PUBLIC OBJECT

Discovering Limits

All systems have limits. If I don’t design for them that doesn’t make them disappear! It just means I’ll be unprepared when they’re reached.

Most of the systems I work on accept HTTP requests, perform operations on databases to satisfy them, and format their responses. Though ‘the cloud’ papers over many of the details, each such call is still performed by a physical machine in a physical datacenter. It has finite memory, compute, storage, and bandwidth. And the company has a finite budget on how many machines we rent!

I’ve found limits in both expected places and unexpected ones.

We didn’t limit threads in our CachedThreadPool.

An HTTP request comes in and it is assigned a thread; there’s plenty! But that thread is starved of CPU time and the call is frustratingly slow.

This can create a death spiral: the caller might time out and try again. The retries increase the overall demand on the system, and further exacerbates the problem.

We used up all the available entropy.

I wasn’t aware that the entropy in /dev/random is limited. When we requested too many random numbers it ran out and SecureRandom.nextInt() started taking many seconds to complete!

We were requesting random numbers due to a surge in inbound HTTPS connections: each needs some random numbers! We fixed it by enabling unlimited entropy with the magical -Djava.security.egd=file:/dev/./urandom JVM flag. The extra dot is necessary; urandom is just as good as random.

An additional fix is to adding Conscrypt or Envoy to terminate TLS.

We outran the garbage collector running inside our SSD.

Solid state drives have their own little CPUs inside to manage their blocks of storage. There is a lot of software running inside every SSD, maintaining the illusion of a simple block store.

Each block is like a little hotel room: it is either occupied and holds application data, or unoccupied and available to be written to. Unfortunately, like a hotel room, SSD blocks need to be cleaned (ie. zeroed) between uses. The cleaner is fast and typically invisible.

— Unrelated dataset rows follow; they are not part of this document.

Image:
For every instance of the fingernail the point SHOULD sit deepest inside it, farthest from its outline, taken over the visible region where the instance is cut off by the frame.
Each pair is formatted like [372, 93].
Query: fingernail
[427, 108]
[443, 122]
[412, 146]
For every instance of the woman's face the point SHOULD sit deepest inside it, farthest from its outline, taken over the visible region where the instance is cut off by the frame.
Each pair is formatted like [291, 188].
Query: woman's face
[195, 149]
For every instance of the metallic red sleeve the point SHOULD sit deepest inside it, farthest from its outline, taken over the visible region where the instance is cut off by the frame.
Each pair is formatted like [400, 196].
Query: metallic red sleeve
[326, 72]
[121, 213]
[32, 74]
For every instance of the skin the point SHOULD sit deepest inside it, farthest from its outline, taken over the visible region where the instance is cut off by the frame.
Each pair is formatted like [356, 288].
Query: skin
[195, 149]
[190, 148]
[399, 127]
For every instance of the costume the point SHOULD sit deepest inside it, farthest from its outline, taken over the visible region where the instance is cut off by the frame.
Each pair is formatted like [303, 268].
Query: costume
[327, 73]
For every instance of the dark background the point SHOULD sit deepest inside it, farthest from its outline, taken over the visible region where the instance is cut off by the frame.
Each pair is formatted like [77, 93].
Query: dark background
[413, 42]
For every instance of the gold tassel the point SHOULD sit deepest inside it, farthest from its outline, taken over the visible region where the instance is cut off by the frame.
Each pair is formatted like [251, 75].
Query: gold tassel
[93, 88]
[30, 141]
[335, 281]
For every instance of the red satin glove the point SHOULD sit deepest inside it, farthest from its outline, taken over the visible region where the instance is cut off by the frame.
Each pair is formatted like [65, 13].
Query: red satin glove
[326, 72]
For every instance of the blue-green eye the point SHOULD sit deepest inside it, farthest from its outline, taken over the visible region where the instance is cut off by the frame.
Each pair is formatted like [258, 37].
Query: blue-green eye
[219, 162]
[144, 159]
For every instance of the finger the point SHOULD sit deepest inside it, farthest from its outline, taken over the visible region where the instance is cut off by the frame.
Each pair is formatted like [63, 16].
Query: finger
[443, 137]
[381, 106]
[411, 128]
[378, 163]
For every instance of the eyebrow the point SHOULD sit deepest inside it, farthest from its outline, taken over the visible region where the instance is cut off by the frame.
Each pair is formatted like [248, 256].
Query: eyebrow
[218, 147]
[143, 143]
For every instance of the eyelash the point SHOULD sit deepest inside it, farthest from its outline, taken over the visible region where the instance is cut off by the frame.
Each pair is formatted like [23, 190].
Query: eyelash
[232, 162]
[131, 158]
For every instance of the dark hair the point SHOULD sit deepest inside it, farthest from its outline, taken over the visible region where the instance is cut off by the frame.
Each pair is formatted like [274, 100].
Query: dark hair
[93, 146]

Under sustained heavy writes we exhausted the SSD’s inventory of clean blocks and our write throughput dropped dramatically. Writes on a disk that was ‘60% free’ went from 500 MBPS to 50 MBPS. That was not good.

Netflix & Chill

Perhaps my favorite JVM library is Netflix Concurrency Limits. Install it in a thread pool or webserver and it automatically learns the component’s two critical characteristics:

  • The rate that work is produced.
  • The rate that the work is consumed. Exceeding the limits above causes the consumer to slow!

If ever the production rate exceeds the consumption rate, the Netflix library will fast-fail calls that should not be attempted. Rather than trying to satisfy all inbound requests and doing a bad job at all of them, it ensures that everything attempted can be completed. It turns a thrashing service into one that won’t buckle under pressure.